Singapore and Malaysia urged to collaborate on Islamic financing

SINGAPORE: Singapore and Malaysia should look for more cross-border opportunities to collaborate on Islamic financing.
This is according to speakers at the inaugural Islamic Finance Services Conference on Tuesday.
Experts said Singapore should also widen its breadth of Islamic finance products to cover the areas of retail, real estate and equities, in order to spur growth in this area.
Malaysia is the world leader in terms of Islamic financing, making up about 30 per cent of the more than US$1 trillion worth of global assets in Islamic finance.
As for Singapore, the growth momentum in Islamic financing continued unabated even when certain tax incentives expired earlier this year.
In Budget 2013, the Singapore Government said it will tax Islamic finance business at the standard 12 per cent rate instead of 5 per cent, the current rate, when the incentive expires on March 31.

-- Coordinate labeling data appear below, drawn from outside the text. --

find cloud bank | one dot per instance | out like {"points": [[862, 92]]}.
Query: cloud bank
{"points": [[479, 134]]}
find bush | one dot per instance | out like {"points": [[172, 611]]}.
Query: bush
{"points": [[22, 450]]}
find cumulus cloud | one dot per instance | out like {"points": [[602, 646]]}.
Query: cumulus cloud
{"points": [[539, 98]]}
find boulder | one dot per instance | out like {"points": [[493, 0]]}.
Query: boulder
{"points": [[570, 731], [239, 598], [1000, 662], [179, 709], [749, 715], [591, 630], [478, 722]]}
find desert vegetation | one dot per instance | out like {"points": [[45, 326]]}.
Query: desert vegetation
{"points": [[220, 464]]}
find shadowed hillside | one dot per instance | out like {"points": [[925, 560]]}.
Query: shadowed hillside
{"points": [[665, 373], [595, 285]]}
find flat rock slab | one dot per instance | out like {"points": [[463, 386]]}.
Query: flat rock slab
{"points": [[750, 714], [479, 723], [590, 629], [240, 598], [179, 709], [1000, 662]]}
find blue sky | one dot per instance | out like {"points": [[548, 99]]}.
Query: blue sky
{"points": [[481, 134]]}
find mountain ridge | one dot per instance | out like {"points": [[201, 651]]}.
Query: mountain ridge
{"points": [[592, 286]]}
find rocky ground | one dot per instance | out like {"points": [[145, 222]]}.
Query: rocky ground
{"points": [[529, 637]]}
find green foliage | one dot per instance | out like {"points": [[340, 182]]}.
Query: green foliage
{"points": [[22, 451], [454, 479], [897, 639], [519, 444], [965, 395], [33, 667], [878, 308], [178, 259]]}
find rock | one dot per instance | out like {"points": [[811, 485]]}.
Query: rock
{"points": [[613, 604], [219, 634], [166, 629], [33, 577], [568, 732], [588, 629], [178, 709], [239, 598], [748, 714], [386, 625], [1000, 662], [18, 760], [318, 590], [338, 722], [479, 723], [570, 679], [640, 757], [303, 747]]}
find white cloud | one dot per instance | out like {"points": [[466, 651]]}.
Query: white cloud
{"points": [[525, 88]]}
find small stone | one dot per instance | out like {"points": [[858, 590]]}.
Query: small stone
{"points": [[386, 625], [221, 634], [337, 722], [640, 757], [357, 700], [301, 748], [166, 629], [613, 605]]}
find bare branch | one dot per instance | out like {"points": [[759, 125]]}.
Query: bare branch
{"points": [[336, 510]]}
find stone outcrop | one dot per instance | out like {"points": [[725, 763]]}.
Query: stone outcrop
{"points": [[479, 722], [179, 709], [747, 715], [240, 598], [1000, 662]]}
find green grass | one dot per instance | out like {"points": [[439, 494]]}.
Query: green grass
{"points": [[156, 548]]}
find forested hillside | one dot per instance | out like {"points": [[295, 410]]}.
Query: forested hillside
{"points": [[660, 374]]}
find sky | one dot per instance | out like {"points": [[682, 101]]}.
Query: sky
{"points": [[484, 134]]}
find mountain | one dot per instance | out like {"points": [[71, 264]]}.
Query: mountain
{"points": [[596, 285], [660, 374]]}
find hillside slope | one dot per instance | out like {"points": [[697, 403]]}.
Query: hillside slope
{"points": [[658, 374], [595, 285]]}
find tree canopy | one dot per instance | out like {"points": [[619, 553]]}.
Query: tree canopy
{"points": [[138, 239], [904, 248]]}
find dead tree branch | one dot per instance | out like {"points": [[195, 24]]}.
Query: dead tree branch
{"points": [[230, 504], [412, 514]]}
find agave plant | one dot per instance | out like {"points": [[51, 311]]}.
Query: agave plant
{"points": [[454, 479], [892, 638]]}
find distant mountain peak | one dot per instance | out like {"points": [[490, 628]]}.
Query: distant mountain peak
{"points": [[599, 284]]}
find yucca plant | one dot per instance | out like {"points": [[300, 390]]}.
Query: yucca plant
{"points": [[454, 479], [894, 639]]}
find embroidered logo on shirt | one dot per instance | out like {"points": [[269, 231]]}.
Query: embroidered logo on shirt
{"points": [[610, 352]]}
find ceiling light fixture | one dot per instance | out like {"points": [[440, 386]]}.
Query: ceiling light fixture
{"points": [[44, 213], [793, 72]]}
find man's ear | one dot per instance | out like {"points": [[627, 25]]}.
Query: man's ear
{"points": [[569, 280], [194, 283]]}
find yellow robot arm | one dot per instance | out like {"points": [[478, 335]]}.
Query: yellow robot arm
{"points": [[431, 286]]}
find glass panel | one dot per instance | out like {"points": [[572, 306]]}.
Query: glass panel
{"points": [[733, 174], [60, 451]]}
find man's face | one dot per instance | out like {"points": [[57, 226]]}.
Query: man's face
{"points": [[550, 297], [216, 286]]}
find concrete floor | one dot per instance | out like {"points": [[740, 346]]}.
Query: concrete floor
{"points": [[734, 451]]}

Nazmi Camalxaman, associate director of Group Islamic Banking at CIMB, said: "I think Singapore has a lot of potential, especially in terms of Islamic asset management. It is untapped in Singapore. So I think if Singapore plays its cards right and chooses the products and services wisely, it will become a strong player in terms of asset management."
CIMB Singapore has secured about S$400 million worth of Islamic commercial and corporate banking deals this year.
This is almost three times the amount of Shariah-compliant deals the bank transacted last year.
Experts said Singapore must continue to play to its strengths.
Zainul Abidin Rasheed, advisor of the Middle East Business Group at the Singapore Business Federation, said: "Singapore does not have to emulate the kind of moves that Malaysia has because Singapore by itself is a very strong financial sector and we have our own strengths, but there is still room for us to see how we can best tap the growing market in terms of finance, whether from Southeast Asia or the Middle East."
Other ASEAN players are also keen to tap into that growth.
Ariff Sultan, regional director (Asia) at Ideal ratings, said: "Governments and the exchanges have worked together in trying to find a more sustainable growth of Islamic finance in ASEAN.
"There is a common working platform that ASEAN exchanges are coming together to be able to inter-trade within ASEAN and in that space, both also looking at creating Shariah-compliant equities."
Other analysts are anticipating the likes of Singapore, Thailand and Indonesia pushing out such Islamic equities through the ASEAN exchanges platform in the near future.